-->

How to aggregate data from multiple years on MM-DD

2019-07-25 09:47发布

问题:

Postgres version 9.4.18, PostGIS Version 2.2.

Here are the tables I'm working with (and can unlikely make significant changes to the table structure):

Table ltg_data (spans 1988 to 2018):

 Column   |           Type           | Modifiers 
----------+--------------------------+-----------
intensity | integer                  | not null
time      | timestamp with time zone | not null
lon       | numeric(9,6)             | not null
lat       | numeric(8,6)             | not null
ltg_geom  | geometry(Point,4269)     | 
Indexes:
"ltg_data2_ltg_geom_idx" gist (ltg_geom)
"ltg_data2_time_idx" btree ("time")

Size of ltg_data (~800M rows):

ltg=# select pg_relation_size('ltg_data');
pg_relation_size 
------------------
 149729288192

Table counties:

  Column   |            Type             |                       Modifiers                      
-----------+-----------------------------+--------------------------------- -----------------------
gid        | integer                     | not null default nextval('counties_gid_seq'::regclass)
objectid_1 | integer                     | 
objectid   | integer                     | 
state      | character varying(2)        | 
cwa        | character varying(9)        | 
countyname | character varying(24)       | 
fips       | character varying(5)        | 
time_zone  | character varying(2)        | 
fe_area    | character varying(2)        | 
lon        | double precision            | 
lat        | double precision            | 
the_geom   | geometry(MultiPolygon,4269) | 
Indexes:
"counties_pkey" PRIMARY KEY, btree (gid)
"counties_gix" gist (the_geom)
"county_cwa_idx" btree (cwa)
"countyname_cwa_idx" btree (countyname)

Desired result: I want a time series with one row for every day of the year in format 'MM-DD' ignoring the year: 01-01, 01-02, 01-03, ..., 12-31. And the count of rows in table ltg_data for each day of the year. I also eventually want the same thing for every hour of every day of the year ('MM-DD-HH').

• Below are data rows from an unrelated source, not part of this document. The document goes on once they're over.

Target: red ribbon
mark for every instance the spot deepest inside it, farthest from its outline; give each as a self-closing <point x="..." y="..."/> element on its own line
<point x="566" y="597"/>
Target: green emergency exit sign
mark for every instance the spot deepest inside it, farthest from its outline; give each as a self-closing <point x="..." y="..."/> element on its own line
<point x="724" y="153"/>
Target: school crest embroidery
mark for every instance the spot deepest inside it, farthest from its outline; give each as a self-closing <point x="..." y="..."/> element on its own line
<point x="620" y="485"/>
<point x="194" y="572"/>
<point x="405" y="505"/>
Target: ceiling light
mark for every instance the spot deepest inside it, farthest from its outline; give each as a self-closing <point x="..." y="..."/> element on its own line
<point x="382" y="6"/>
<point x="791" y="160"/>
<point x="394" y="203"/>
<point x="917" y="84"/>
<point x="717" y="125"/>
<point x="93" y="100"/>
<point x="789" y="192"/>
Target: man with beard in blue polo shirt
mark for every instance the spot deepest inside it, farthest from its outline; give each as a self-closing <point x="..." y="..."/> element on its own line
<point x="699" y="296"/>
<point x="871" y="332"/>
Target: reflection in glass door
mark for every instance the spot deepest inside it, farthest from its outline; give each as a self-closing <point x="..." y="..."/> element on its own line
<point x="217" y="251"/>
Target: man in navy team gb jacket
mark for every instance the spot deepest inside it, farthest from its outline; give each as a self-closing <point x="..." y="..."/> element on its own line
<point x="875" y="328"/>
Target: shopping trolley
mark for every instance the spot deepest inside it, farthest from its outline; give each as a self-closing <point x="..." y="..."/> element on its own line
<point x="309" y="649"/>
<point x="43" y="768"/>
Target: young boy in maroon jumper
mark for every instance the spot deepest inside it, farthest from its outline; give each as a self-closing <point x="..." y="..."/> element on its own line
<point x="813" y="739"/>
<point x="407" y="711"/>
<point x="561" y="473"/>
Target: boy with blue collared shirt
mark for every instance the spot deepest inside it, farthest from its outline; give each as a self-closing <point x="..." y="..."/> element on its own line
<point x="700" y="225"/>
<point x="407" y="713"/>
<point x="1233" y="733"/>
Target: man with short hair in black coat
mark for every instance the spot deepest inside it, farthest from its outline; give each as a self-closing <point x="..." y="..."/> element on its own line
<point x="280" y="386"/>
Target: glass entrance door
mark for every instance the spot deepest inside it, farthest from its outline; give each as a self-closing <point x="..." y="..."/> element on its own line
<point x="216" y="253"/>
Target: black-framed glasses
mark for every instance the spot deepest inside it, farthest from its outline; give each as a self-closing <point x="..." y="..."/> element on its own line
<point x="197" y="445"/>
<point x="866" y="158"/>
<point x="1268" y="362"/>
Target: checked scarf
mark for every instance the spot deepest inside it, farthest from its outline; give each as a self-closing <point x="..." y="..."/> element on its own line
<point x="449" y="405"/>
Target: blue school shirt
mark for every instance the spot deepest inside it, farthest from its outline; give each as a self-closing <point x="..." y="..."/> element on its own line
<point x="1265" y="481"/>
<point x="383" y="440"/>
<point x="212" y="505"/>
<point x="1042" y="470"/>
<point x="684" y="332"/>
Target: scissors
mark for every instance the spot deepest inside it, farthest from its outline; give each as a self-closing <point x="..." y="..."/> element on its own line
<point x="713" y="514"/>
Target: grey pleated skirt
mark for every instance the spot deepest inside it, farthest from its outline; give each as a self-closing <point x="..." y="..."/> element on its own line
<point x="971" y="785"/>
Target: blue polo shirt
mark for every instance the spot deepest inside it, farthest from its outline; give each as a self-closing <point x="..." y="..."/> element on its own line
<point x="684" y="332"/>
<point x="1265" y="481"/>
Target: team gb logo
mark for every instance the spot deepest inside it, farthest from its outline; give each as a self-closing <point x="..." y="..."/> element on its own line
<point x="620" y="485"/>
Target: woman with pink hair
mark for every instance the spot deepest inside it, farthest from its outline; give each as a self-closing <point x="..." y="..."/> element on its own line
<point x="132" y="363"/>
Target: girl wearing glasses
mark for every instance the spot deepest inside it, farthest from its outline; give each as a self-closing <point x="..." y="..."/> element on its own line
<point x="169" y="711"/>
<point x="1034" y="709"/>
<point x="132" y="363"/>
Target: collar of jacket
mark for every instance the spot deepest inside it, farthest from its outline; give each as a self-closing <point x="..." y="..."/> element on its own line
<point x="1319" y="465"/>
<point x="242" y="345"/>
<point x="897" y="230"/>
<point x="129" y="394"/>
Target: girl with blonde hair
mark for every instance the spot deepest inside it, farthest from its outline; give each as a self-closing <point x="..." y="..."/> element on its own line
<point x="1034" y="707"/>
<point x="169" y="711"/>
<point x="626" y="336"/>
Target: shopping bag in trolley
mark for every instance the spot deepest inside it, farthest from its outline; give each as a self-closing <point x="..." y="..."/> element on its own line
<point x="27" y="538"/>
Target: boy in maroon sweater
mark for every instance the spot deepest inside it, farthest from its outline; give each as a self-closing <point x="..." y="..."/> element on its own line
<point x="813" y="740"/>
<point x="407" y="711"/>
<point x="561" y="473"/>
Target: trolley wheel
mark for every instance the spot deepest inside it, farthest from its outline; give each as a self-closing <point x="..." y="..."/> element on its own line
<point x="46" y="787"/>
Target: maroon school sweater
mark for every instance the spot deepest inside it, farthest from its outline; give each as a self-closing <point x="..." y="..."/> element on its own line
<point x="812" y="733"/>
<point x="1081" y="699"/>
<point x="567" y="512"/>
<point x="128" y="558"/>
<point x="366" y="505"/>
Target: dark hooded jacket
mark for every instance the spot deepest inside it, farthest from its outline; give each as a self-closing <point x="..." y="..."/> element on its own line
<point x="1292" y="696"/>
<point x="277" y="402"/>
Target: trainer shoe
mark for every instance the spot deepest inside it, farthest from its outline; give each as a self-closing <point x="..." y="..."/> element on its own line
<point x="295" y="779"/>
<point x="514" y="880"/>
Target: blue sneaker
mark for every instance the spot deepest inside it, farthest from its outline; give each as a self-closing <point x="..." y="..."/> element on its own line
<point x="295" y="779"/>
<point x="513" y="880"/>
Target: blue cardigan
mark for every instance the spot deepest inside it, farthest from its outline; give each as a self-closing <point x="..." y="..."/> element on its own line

A group by statement should accomplish this, but I'm having a hard time joining the "big" table with the days generated with generate_series().

MM-DD  | total_count   
-------+------------
12-22  |       9
12-23  |       0
12-24  |       0
12-25  |       0
12-26  |      23
12-27  |       0
12-28  |       5
12-29  |       0
12-30  |       0
12-31  |       0

Some of my many attempted queries:

SELECT date_trunc('day', d),
   count(a.lat) AS strikes
FROM generate_series('2017-01-01', '2018-12-31', interval '1 day') AS d
LEFT JOIN
(SELECT date_trunc('day', TIME) AS day_of_year,
      ltg_data.lat
 FROM ltg_data
 JOIN counties ON ST_contains(counties.the_geom, ltg_data.ltg_geom)
 WHERE cwa = 'MFR' ) AS a ON d = day_of_year
GROUP BY d
ORDER BY d ASC;

But this doesn't ignore year. I shouldn't be surprised because the "day" in date_trunc is still considering the year I guess.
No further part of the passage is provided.